Everyone knows what a shell collector is… what about a beauty collector? This is what I consider myself, when I’m outside with my camera and looking at the world around me, regardless of my specific location on Earth. I could be in my own backyard or hundreds of miles away from my home in a place I’ve never been, or one I’ve been to hundreds of times.
I relish the challenge of looking around and finding what I consider the “gems” –that is, those large or tiny pieces that when removed from the whole can stand alone and inspire the majority of people who look at them to recognize the beauty.

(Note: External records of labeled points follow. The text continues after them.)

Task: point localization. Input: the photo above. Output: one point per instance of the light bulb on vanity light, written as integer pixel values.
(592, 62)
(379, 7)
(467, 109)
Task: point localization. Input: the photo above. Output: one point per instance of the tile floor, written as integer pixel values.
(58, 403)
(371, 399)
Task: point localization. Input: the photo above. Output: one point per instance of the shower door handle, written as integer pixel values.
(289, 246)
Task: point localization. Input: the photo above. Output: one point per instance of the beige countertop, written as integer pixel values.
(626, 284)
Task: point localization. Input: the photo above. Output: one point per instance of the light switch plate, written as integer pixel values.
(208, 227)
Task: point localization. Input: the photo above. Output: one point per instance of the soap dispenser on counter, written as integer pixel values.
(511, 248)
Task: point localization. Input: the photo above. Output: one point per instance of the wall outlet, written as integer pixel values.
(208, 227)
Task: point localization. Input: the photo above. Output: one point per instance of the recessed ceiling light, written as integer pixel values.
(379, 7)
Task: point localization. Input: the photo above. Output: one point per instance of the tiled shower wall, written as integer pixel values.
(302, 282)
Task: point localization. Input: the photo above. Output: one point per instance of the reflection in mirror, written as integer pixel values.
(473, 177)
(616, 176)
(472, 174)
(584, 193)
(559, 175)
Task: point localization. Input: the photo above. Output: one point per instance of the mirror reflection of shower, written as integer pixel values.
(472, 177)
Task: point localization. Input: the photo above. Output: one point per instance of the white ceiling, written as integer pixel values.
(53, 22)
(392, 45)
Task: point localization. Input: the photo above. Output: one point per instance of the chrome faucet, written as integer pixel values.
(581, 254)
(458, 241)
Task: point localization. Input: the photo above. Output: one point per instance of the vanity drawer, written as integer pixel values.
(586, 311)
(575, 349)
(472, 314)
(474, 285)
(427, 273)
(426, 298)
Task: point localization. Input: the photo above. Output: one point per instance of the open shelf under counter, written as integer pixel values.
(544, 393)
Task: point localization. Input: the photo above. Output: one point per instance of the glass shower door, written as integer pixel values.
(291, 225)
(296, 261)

There was a special beach I visited twice during my week in Charleston, a beach only crowded with dead and forgotten trees and washed up seashells. The trees had long since lost their bark and most were lying like discarded bones on the white sand. Amazingly, some were still standing, their limbs outstretched in a way that made me think of children dancing. When the sun rose behind them, bathing the sky in a fiery orange light, I imagined that they never looked more beautiful. Would others look at those same trees in the light of a regular day and see beauty? Would the trees evoke a joyful or somber mood?
Another day I visited what I would have considered a magical place had I been there alone. Called the Angel Oak, it is a magnificent live oak that is just a stone’s throw from the edge of a small country road on John’s Island. From tip to tip its gnarled branches stretch 187 feet across and its fern and moss-covered trunk reaches 66 feet into the sky. The canopy of this 500+ year old tree provides 17,200 square feet of shade! Wow. I thought it was absolutely beautiful. Did others visiting it see it the same way? As something beautiful? Or were they simply inspired by its old age?
What is beauty to you? Have you “collected” any beautiful moments lately?